We have about 15 people using it. They're mostly application development guys. Obviously, we network guys use it for troubleshooting and the like. But in terms of the non-infrastructure teams, they are mostly application developers or those who run those teams.
Implemented via a mixture of Corvil themselves and in-house. Corvil team was excellent.
Our ROI is probably more cost-avoidance than anything. Corvil allows us to see where our issues are and then we don't waste money on areas that aren't going to give us the biggest gains. The whole Solarflare example I mentioned elsewhere is a good one.
My perspective can be summarised as Corvil is a bit expensive but you get what you pay for.
I like the way they've decoupled the hardware now. That makes sense because hardware's a commodity now. It's natural that they had to do that. Everything's based on the licensing side now. The way they do the packs is fair. It iss very flexible in that we are not charged per decoder; we are charged for a certain pack. Whether we use 1 decoder or 20 decoders, as long as they're in the same pack, there's no extra charge.
It's expensive but it's no more than I would expect for this kind of product. They throw in some things for free, which is nice. We've just started doing the UTC clock sync, where you can use the Corvil to analyse your time signals and generate a report. They don't charge for that kind of stuff, which is nice. I remember I was pleasantly surprised when I found that out.
Expensive but fair is how I'd summarise it.
We evaluated the product against ExtraHop which you could argue was not the correct thing to do as the products are targeted for similar but different use cases. We, quite late in the day shifted the PoC towards comparing Corvil with Velocimetrics but as we were running out of time and already liked what we saw with Corvil, we decided to proceed with them.
Definitely understand how your traffic is flowing and remember that Corvil won't magically fix your latency issues, rather help you identify where they are and what impact they are having on your business. Corvil is only as good as the data you put into it, so if you're monitoring in the wrong places, for example, you're not going to pick up the whole story. The advice I would give is to educate your users. You don't just spend money and, miraculously, all your issues are fixed. Rather it will help you understand where your issues are. But to do that you have to know the various application flows, how they work.
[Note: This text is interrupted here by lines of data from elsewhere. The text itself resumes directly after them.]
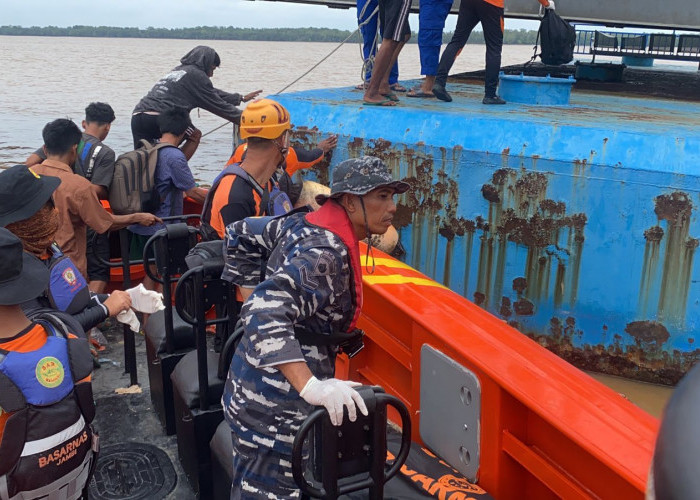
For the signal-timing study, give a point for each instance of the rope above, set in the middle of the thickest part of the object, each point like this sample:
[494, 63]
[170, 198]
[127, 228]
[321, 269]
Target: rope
[332, 51]
[359, 26]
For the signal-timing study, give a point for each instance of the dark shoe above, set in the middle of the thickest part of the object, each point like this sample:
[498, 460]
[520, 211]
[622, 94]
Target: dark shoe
[493, 100]
[442, 94]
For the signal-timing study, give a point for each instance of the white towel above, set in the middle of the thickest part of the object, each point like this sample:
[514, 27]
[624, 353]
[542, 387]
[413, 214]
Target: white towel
[145, 301]
[129, 317]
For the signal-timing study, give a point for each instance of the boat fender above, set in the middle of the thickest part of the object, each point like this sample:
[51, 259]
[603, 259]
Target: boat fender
[674, 472]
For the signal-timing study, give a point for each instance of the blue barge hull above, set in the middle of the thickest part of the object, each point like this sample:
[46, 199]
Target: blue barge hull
[577, 225]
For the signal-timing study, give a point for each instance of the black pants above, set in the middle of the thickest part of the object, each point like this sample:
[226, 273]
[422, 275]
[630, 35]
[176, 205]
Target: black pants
[144, 126]
[471, 13]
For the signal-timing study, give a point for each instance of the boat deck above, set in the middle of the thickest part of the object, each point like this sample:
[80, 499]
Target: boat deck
[610, 125]
[128, 420]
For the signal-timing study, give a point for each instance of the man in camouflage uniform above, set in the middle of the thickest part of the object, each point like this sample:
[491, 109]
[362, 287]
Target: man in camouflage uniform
[295, 319]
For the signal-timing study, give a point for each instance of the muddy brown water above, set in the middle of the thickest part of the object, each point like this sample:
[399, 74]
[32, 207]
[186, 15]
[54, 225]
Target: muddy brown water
[651, 398]
[44, 78]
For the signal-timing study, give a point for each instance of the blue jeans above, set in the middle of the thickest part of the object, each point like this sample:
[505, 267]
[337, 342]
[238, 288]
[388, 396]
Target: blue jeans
[431, 23]
[369, 31]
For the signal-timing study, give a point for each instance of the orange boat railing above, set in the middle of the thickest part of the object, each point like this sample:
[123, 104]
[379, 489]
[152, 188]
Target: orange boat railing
[548, 430]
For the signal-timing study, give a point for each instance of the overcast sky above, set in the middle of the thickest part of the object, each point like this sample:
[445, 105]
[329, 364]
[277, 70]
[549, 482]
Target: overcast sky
[186, 13]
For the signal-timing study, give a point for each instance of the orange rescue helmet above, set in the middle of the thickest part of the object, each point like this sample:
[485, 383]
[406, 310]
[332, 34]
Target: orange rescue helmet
[264, 118]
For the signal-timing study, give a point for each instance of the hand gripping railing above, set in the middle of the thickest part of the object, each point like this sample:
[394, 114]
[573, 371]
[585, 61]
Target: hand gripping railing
[125, 263]
[350, 451]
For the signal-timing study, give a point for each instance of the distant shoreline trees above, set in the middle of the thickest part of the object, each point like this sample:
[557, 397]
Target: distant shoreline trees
[514, 37]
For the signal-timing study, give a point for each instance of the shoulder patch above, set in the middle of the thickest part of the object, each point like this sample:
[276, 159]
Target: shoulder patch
[323, 266]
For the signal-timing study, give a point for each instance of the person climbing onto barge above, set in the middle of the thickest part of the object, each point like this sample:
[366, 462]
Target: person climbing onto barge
[244, 189]
[297, 318]
[187, 86]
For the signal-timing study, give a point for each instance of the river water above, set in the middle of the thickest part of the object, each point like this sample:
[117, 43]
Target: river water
[44, 78]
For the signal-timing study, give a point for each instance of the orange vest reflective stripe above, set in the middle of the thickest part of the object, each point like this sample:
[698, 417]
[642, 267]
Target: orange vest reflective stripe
[292, 160]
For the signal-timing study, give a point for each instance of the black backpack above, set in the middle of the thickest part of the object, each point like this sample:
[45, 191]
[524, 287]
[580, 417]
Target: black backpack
[558, 39]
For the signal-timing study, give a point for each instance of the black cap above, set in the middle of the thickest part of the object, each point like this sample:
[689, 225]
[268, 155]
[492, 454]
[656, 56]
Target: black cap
[23, 193]
[22, 276]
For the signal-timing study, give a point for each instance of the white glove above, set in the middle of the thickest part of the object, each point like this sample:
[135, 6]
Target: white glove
[334, 394]
[129, 317]
[145, 301]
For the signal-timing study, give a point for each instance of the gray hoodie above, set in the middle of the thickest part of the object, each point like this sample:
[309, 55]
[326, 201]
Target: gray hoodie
[188, 86]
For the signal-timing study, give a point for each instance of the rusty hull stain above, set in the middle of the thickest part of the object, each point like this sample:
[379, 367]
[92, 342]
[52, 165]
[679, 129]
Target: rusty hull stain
[308, 138]
[521, 213]
[675, 209]
[644, 360]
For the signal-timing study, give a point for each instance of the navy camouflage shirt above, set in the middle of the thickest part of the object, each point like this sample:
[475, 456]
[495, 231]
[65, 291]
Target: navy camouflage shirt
[308, 283]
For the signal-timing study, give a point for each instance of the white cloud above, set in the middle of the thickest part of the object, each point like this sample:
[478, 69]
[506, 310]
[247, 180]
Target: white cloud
[173, 13]
[181, 13]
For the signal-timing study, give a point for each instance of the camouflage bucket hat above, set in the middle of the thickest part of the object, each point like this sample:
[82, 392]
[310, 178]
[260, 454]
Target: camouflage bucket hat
[360, 176]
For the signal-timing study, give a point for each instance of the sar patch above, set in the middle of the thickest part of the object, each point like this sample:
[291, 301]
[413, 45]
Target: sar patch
[50, 372]
[69, 276]
[325, 265]
[306, 280]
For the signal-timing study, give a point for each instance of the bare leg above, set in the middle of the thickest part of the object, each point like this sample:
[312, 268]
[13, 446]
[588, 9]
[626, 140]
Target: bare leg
[384, 87]
[427, 85]
[380, 73]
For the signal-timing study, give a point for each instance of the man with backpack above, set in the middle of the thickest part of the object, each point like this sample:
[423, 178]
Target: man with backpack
[245, 189]
[472, 12]
[47, 446]
[172, 177]
[75, 198]
[95, 162]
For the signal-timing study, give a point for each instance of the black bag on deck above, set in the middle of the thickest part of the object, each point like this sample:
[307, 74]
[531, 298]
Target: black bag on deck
[558, 39]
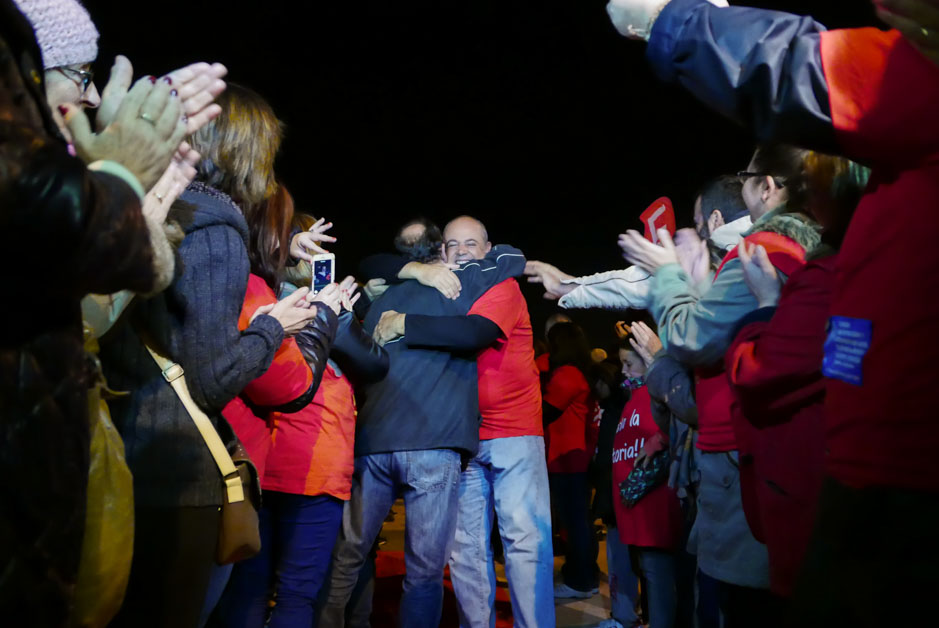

Make sure you're monitoring the right places and that Corvil has all the right data, to a high level of detail.
Ideally we would like to use Corvil for other things, apart from just pricing-related stuff. For example VOIP and PTP. I'd like to use it more on the enterprise side. We've got a file-sharing issue at the moment between two locations and if we could get that traffic into Corvil it might be useful to help show us what's going on. There are some powerful analytics on Corvil, especially for network engineers, like the TCP side. We want to use it more for that. Maybe that means we buy another Corvil that is dedicated to those uses. That's where we'd like to go.
Regarding Corvil and productivity, in a small company like this we're not as siloed as they would be, say, in a big bank. Someone in my role is expected to know a bit about the trading side and a bit about protocols like FIX, etc. Corvil has changed the way we work in that it means that we need to know more about how the whole business works.
In terms of what it does, I'd give Corvil a ten out of ten. I've never seen a tool like it.